Today I watched a shocking and painful documentary about breast ironing in Cameroon. I watched with disgust as mothers pounded and massaged the developing breasts of unwilling young girls with hot objects to try to make them disappear.
I was surprised to learn that this practice is more widespread than I previously thought. It affects as many as one in four girls, according to local health activists, as many mothers believe it protects their daughters from the sexual advances of boys and men who think children are ripe for sex once their breasts begin to grow.
The most widely used instrument to flatten the breasts is a wooden pestle, used for pounding tubers in the kitchen. Heated bananas and coconut shells are also used. Some mothers massage hot grinding-stones into their daughters' chests, while others pound the tissue with heated plantain peels. Sometimes, women rub kerosene or medicinal herbs on adolescent breasts.
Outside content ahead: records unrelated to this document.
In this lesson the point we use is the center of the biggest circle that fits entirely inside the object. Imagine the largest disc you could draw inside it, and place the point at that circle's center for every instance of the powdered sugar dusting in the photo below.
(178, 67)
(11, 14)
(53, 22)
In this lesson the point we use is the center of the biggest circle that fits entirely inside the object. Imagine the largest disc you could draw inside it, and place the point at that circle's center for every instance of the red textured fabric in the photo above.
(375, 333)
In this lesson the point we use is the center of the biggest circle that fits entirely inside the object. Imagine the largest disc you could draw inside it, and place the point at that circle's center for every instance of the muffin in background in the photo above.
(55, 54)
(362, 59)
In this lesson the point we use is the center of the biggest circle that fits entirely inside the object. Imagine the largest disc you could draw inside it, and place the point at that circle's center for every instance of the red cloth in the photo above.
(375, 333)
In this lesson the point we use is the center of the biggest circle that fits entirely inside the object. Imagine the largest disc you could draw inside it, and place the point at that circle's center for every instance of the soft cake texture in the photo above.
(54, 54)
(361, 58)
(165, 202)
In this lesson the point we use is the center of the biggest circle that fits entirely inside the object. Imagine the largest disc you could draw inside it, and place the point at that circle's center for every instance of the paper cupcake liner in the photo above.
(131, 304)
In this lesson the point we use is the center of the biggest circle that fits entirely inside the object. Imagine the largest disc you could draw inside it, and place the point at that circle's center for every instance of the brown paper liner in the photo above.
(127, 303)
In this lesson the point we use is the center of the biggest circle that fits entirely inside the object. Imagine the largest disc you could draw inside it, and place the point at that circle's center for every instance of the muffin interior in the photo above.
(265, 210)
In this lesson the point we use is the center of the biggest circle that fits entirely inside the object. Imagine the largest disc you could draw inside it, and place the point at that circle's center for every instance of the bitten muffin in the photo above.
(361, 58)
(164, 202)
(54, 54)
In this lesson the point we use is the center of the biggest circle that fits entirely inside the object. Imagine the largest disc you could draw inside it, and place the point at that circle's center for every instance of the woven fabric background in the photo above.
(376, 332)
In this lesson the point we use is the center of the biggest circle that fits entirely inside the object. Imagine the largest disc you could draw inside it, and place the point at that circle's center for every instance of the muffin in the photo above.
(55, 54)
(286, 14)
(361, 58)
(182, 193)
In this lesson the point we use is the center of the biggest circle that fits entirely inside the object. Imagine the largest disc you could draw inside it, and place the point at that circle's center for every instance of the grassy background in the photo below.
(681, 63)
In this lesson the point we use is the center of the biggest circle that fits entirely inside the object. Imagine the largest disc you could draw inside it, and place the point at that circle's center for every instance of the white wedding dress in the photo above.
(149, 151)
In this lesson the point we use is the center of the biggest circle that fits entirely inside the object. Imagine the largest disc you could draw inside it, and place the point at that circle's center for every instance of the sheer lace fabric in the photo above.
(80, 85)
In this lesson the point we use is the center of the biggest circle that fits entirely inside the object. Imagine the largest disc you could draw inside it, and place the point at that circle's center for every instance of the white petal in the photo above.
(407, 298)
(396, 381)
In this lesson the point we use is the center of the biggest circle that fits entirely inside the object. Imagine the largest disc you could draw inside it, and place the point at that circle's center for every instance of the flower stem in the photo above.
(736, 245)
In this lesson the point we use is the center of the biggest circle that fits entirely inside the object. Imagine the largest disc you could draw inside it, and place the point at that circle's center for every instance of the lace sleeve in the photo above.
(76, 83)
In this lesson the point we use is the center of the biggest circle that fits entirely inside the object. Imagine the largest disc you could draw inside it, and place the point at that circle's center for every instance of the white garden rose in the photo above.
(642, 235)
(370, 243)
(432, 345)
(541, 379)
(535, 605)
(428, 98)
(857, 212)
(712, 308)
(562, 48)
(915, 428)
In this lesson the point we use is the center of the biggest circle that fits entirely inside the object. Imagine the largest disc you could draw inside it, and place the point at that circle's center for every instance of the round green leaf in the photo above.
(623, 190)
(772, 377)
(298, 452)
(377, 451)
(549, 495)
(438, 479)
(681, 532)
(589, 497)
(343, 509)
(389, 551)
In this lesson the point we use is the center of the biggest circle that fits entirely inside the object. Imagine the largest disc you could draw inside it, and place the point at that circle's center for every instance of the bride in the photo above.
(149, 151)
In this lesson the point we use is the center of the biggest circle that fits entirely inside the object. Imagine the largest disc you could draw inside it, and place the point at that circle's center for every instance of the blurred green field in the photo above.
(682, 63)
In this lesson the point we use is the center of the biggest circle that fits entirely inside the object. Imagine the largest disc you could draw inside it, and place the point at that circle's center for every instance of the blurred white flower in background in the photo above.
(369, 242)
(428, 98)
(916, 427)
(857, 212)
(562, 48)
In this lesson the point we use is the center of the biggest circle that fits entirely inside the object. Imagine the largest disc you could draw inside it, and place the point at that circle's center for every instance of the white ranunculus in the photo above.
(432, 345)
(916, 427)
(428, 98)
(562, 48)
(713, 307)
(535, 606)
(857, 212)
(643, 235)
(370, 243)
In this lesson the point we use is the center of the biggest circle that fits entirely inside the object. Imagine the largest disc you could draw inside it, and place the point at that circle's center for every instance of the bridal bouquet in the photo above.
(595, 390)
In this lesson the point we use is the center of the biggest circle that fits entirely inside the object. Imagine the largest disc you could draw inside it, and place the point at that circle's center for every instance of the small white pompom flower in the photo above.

What on earth would drive a mother to press a hot stone into her daughter's chest? Despite the pain and fear, many of the women and girls in the documentary considered it a normal treatment for early breast development. Mothers believe they forcibly try to eliminate signs of puberty to protect their preteen girls from HIV and pregnancy. One mother explained that she did it out of love.
Breast ironing is not an effective method of preventing early sex and pregnancies because many of the girls still become pregnant. I consider this practice blatant violation of human rights of these young girls. It could even hurt a girl’s self-esteem later in life. These mothers need to be educated and taught the skills to openly discuss sex issues with their daughters at home. Schools also need to include sex education in their curriculum. These measures I believe will help relieve these poor girls from unnecessary pain and anguish.